Professor Ian Frazer—
New World: New opportunities, and new challenges, in health care

B-HERT sponsored former B-HERT Award Winner (1999) Professor Ian Frazer to speak at the New World New Opportunity Conference in Sydney organised by the Hargraves Institute in Sydney on the 10th March 2009.

In his address Professor Frazer referred to the 21st Century as the century of prevention of chronic disease, through application of knowledge about factors conveying increased risk to development of appropriate risk mitigation strategies. At least 30% of cancer can be prevented by a few simple strategies including tobacco control, weight control, moderation of alcohol consumption and avoidance of excess sunlight, while removing known carcinogens from the environment would prevent another 20%. Add in vaccines to prevent the 20% of cancer caused by infection, and cancer would not be the number one killer in the developed world it has become today, and would not pose the threat of becoming the number one killer in the developing world.

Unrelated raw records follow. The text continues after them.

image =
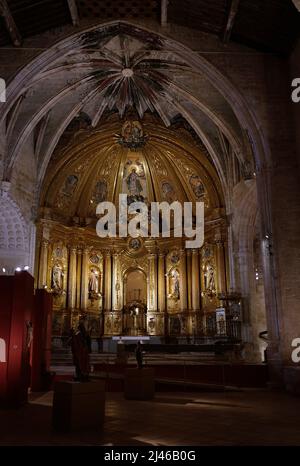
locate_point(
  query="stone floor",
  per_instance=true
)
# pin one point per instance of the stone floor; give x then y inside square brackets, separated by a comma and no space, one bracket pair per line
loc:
[233,418]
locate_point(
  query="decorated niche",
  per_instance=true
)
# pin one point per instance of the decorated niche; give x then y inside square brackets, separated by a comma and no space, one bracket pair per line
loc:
[58,274]
[173,280]
[173,288]
[132,135]
[134,179]
[95,279]
[209,277]
[66,192]
[113,323]
[155,324]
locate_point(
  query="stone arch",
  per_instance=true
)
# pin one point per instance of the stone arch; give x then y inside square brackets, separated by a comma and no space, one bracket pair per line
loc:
[14,233]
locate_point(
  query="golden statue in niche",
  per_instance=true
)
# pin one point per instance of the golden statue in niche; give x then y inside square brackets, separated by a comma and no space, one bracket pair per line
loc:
[132,135]
[88,287]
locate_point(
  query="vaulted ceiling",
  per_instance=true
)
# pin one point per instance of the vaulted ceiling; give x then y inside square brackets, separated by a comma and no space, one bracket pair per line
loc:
[267,25]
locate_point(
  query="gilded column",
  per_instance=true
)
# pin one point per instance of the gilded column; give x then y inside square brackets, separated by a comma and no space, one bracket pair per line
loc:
[43,268]
[84,279]
[78,278]
[72,278]
[183,285]
[221,270]
[189,277]
[116,285]
[161,283]
[107,286]
[195,281]
[152,261]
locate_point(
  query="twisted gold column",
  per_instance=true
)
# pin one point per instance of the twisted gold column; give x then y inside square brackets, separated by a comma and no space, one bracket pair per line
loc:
[183,286]
[195,281]
[43,267]
[221,270]
[78,278]
[107,285]
[161,283]
[72,278]
[189,277]
[84,279]
[152,297]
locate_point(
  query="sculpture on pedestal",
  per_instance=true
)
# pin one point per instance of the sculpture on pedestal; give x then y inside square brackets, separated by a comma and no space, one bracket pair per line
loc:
[139,355]
[80,344]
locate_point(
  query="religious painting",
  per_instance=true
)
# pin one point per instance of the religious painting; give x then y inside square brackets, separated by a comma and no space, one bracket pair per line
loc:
[132,135]
[134,180]
[100,192]
[197,186]
[135,245]
[168,191]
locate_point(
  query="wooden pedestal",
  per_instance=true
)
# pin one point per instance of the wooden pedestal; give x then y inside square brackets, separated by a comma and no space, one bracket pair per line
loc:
[139,384]
[78,406]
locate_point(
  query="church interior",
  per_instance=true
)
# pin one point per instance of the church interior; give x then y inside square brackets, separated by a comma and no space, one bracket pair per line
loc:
[166,102]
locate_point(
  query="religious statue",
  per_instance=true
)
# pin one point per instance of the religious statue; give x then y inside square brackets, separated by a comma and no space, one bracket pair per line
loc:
[168,192]
[210,274]
[139,355]
[175,285]
[80,345]
[94,281]
[133,183]
[197,186]
[57,277]
[132,135]
[2,350]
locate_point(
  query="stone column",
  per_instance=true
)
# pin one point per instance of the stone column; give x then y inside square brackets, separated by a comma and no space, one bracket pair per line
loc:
[221,267]
[107,283]
[152,297]
[161,283]
[43,267]
[72,278]
[183,283]
[84,279]
[78,278]
[189,277]
[195,281]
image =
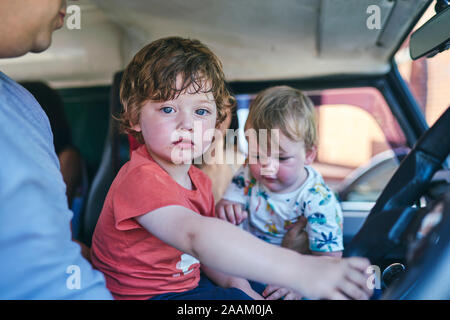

Personal knowledge of our genes, and how we vary one from another, has already made significant inroads into mapping those at risk of diabetes and arthritis, and over the next 50 years it is likely that the combination of rapid gene sequencing and large scale epidemiological studies across whole populations will demonstrate which of us are most prone to the common serious chronic diseases, including persistent viral infections, vascular degeneration, neurodegenerative disease, and chronic destructive inflammatory disease.

Professor Frazer is the Director of the Diamantina Institute of Cancer Immunology and Metabolic Medicine, a research institute of the University of Queensland at the Princess Alexandra Hospital in Brisbane.